Quilting is so much fun and it really is a wonderfully rewarding hobby. It can be intimidating to get into, but as long as you take the time, and maybe even a few classes, your first quilt will be a big success!

Happy Quilting,

Leah Day

Speedy Quilted Gift Tips

Quilts are terrific gifts. Our friends and family love to receive something that we’ve made just for them. We love the creative process and knowing that our gift really says “I love you” like nothing else.

There is always a catch however and with gift quilts there are several. The first and most important is time. Depending on the design, you could be working for a whole year just to make one quilt.

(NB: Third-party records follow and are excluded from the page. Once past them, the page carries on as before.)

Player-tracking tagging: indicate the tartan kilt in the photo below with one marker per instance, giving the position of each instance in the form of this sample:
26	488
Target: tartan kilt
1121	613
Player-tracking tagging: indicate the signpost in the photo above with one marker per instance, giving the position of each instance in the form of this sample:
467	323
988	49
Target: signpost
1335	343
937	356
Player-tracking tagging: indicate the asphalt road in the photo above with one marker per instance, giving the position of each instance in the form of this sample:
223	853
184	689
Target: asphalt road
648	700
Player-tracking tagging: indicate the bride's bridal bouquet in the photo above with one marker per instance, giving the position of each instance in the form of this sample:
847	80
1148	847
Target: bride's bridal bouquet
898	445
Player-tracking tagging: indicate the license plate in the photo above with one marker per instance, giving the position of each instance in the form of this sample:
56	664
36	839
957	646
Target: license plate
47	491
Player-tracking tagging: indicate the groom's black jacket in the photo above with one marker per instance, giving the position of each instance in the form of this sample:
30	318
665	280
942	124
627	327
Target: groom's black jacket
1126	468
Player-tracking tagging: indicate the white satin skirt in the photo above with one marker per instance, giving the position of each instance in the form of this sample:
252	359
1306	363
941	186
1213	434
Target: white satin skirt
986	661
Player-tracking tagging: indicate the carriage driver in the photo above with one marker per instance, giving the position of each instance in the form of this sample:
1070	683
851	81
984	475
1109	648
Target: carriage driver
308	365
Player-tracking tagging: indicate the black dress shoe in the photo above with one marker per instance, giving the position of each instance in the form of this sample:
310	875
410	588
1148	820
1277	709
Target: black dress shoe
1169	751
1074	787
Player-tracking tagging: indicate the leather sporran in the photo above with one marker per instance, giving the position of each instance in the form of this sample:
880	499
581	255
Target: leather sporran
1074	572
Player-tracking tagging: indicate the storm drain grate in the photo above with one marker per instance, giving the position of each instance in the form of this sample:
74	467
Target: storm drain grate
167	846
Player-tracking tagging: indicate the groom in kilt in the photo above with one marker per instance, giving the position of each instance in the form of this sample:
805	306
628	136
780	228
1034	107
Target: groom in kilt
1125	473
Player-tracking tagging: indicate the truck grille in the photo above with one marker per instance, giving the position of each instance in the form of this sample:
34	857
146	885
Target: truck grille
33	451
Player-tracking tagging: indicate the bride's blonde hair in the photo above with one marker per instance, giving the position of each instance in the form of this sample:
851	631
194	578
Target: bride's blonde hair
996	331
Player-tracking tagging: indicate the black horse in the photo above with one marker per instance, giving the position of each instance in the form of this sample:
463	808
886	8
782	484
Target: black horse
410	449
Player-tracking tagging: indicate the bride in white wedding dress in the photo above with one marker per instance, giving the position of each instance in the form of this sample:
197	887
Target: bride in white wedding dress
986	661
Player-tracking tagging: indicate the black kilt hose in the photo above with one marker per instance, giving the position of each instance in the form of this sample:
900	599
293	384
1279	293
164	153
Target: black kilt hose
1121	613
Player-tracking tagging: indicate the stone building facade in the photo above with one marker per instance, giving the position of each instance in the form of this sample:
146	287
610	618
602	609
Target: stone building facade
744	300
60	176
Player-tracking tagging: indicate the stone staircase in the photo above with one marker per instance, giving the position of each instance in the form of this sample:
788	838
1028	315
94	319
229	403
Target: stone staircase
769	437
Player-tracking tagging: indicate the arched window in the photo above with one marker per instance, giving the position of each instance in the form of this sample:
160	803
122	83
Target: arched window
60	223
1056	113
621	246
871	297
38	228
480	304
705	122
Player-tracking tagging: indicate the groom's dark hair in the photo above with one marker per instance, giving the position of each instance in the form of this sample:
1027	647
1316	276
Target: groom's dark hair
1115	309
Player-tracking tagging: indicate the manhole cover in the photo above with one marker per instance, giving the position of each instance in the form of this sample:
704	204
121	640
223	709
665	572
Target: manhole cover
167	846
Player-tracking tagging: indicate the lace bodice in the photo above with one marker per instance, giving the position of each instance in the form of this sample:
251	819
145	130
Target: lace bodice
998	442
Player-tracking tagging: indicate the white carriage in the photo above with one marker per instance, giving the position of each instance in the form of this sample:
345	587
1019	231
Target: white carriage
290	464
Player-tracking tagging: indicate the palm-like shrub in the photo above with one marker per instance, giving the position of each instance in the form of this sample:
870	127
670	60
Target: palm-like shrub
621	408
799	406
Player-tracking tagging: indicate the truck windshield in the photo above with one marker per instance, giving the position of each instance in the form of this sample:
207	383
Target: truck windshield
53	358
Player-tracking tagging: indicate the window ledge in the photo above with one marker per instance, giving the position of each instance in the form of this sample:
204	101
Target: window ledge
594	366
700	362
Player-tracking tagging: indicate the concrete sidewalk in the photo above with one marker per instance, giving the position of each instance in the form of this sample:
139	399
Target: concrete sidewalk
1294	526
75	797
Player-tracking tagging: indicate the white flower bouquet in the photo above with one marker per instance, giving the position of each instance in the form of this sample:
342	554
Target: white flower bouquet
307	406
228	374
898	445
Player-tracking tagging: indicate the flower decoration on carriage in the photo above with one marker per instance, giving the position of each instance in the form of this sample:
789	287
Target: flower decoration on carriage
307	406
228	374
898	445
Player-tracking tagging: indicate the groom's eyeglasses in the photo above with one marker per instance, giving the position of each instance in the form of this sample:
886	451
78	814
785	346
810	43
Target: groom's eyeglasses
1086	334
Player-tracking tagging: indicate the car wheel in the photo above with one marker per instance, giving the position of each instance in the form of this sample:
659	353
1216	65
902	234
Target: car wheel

This is fine if that is what you want to be spending your time on, but for those of us who want more bang for our buck we need to be a little faster.

And this leads directly into another downside – a quilted gift shouldn’t be cheap. What I mean here is you cannot sacrifice your workmanship, design, or quality of the quilt just because you need to get it done fast. Would you feel good to receive a quilt with loose binding or god awful fabric? Please remember: we can always pick up a nice candle or picture frame and give it as a gift instead. A quilt should be special – it doesn’t have to be the next ark of the covenant, but it should be something we would feel touched to receive.

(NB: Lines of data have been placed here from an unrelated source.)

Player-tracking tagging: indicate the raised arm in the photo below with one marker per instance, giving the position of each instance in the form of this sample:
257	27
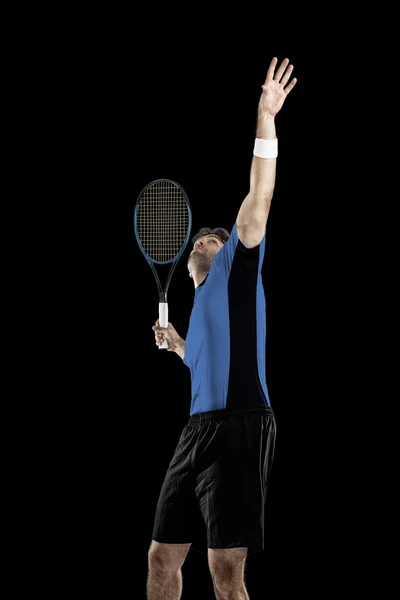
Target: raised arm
253	213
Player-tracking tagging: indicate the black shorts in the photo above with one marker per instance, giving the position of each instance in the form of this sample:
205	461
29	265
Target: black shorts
214	491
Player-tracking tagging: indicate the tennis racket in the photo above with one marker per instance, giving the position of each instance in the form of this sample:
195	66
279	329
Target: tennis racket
162	225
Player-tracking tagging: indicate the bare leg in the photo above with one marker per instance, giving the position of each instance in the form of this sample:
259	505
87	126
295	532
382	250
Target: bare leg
227	572
165	577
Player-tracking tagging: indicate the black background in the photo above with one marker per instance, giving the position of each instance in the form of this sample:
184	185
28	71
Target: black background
190	115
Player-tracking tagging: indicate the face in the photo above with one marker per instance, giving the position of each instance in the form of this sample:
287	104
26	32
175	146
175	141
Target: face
204	250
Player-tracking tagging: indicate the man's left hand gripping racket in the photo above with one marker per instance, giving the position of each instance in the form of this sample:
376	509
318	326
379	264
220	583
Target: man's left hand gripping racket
162	224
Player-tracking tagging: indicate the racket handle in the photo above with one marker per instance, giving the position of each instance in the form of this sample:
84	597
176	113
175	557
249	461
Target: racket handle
163	319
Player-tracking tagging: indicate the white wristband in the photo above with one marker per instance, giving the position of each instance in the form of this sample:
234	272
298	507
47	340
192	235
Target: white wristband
265	148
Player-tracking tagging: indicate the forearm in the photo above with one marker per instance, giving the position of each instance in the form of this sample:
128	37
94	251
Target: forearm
263	170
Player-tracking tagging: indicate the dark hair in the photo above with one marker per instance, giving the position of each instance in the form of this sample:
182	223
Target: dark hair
220	232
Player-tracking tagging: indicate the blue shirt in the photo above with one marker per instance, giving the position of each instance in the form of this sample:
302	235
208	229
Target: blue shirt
226	338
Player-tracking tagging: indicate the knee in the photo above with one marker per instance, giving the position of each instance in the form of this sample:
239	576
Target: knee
225	580
162	561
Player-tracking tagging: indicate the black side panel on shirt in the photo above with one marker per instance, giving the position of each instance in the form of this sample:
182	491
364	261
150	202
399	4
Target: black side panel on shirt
244	388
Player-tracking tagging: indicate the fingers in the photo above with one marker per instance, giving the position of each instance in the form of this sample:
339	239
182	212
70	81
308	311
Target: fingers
282	75
287	75
281	69
270	72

So here are some tips for simplifying without sacrificing:

Budget your Time – From the very beginning of the project decide how much time you want to spend. Use this estimate to determine several decisions such as: quilt top design, hand or machine stitched binding, hanging sleeve, thread color, and quilting design. Keep in mind what overall look you want to achieve, but make sure that you’re not biting off more than you can chew.

Divide the Design
– Decide on a design that is either very simply pieced or very simply quilted. I find that the simpler the piecing designs are better as the quilt top doesn’t take much time to get together and then it can all be punched up a notch with the quilting. Remember – the quilt HAS to be quilted, but it doesn’t have to be pieced. You might even consider doing a very simple whole cloth quilt. It will give you nice practice on quilting techniques you might be wanting to master.

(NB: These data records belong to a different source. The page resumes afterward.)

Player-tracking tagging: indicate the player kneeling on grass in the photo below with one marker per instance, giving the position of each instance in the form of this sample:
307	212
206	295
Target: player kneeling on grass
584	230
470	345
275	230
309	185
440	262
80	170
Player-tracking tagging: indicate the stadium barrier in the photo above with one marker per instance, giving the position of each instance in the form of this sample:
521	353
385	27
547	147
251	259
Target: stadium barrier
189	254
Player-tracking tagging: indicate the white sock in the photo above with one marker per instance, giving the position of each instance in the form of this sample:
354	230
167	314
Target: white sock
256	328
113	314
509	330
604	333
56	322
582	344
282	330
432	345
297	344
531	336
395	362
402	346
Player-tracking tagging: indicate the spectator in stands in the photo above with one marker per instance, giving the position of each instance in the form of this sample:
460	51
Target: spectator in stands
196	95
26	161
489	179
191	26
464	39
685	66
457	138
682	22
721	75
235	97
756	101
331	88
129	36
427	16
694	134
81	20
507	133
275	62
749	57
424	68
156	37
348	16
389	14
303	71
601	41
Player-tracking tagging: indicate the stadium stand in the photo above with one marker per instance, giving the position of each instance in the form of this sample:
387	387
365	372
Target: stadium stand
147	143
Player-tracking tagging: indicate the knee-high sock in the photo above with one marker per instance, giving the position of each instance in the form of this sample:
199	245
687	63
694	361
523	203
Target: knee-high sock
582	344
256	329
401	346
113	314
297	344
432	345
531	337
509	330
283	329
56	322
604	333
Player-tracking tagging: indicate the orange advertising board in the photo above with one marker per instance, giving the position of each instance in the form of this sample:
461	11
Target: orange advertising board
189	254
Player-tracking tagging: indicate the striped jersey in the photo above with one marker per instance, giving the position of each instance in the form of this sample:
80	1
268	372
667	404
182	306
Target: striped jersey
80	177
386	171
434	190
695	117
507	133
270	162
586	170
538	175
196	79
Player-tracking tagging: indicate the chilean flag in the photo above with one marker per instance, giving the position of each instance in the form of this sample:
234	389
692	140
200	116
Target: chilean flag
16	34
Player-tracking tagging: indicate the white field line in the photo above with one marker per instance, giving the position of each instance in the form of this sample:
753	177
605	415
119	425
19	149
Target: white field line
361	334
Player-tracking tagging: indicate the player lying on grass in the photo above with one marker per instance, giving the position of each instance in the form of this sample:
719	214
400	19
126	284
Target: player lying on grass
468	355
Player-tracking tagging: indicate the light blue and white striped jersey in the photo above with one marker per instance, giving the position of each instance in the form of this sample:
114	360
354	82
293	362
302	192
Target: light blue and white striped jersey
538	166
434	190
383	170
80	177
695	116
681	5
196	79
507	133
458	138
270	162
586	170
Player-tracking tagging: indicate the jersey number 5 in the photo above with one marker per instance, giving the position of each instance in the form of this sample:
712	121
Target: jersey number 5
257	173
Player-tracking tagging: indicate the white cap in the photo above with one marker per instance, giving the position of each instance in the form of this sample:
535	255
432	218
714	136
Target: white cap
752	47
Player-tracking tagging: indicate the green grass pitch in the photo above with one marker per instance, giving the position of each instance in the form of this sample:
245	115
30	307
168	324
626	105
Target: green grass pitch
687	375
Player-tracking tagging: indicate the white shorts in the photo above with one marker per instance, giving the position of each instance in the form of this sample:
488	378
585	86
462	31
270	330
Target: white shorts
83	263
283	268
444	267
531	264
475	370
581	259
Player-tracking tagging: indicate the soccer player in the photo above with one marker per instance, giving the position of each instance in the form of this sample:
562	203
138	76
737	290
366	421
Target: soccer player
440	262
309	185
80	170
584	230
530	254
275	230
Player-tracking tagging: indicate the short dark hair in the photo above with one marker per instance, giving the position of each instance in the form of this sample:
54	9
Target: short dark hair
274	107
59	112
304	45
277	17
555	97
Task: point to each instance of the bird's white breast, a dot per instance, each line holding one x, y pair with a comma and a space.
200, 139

Fabric Choice – You can take a beautiful fabric and do almost nothing to it and it will still make a fantastic quilt. The same holds true for ugly fabric. There is some cheap, ugly crap out there in the quilting world, but no matter what you add to it, no matter how small you cut the pieces, it’s still going to be ugly. Well, I take that back, you could thread paint over it and maybe it wouldn’t be ugly anymore!

Think Big Strips
– Okay, so maybe you just have to create that log cabin quilt for you mother. Yep, I committed this sin too. Log cabins are gorgeous, but that’s quite a few pieces to be cutting out and then stitching all back together. The solution is to think big. Making your blocks 10″ with 2″ strips (9 pieces) will piece together a lot faster than 10″ blocks with 1″ strips (19 pieces). You do the math. Trust me, the look will be the same, and the quilt will go together so much quicker. Unless of course you are hoping to get a medal for Most Ridiculously Pieced Quilt Ever, but you wouldn’t be reading this article if you were, would you?

Size Does Matter – You can follow all of the guidelines above and still spend a year in the making if you haven’t taken overall size into account. Most everyone will be thrilled to receive a cozy lap quilt to cuddle with on the couch. Yes, they would also love to get the Gargantuan Monster Quilt for their king sized bed, but is it really necessary? I actually think that I get more bang for my buck with wall hangings than anything else. They may be small, but they can still bring warmth and love into any room.

There you have it! Keep these simple rules in mind and you will never find yourself running out of time to create that special gift.